Pour ce qui est de la responsabilité dans le retard et la relance des travaux du chantier, les entreprises ont reconnu l’entière responsabilité dans le retard qu’accusent les travaux. Pour cela, elles se sont engagées de consentir des efforts pour honorer leurs engagements de finaliser les travaux dans les meilleurs délais.

Cependant, elles n’ont donné aucun délai à cet effet. Il reste entendu que, la demande de décomptes des entreprises évoluant dans les chantiers des antennes régionales du FDSS et des CRAMPH sont justifiables compte tenu du niveau d’évolution appréciable des travaux.

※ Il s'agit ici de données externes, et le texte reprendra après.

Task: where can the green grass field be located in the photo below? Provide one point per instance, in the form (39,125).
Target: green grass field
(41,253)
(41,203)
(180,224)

En ce qui concerne toujours les entreprises du CNO, le ministère refuse de s’engager de payer des avenants alors que le crédit pour exécuter le contrat est suffisamment approvisionné.

Comme propositions pour les solutions il a été demandé de relancer et finaliser les travaux pour rendre les clés dans les plus brefs délais, payer les décomptes des entreprises qui évoluent bien sur le terrain ; formaliser le comité de suivi des chantiers du Ministère à défaut d’un système de gestion par régie pour contraindre les Entreprises malveillantes de respecter leurs engagements et engager des procédures de résiliation contre les entreprises qui ne respecteraient plus leur engagement.

Pour conclure, la ministre prendra, séance tenante la décision de demander aux responsables des entreprises engagées de déposer au chef de cabinet leurs contrats .Elle s’est aussi engagée à aider les Entreprises en charge des antennes régionales du FDSS et des CRAMPH de poursuivre leur élan en faisant des requêtes pour le dégel de leurs décomptes et au bureau d’études DINA et le Comité de suivi des chantiers de construction, chacun en ce qui lui concerne et ce, conformément à ses missions respectives, ont été chargés du suivi correct de ces décisions.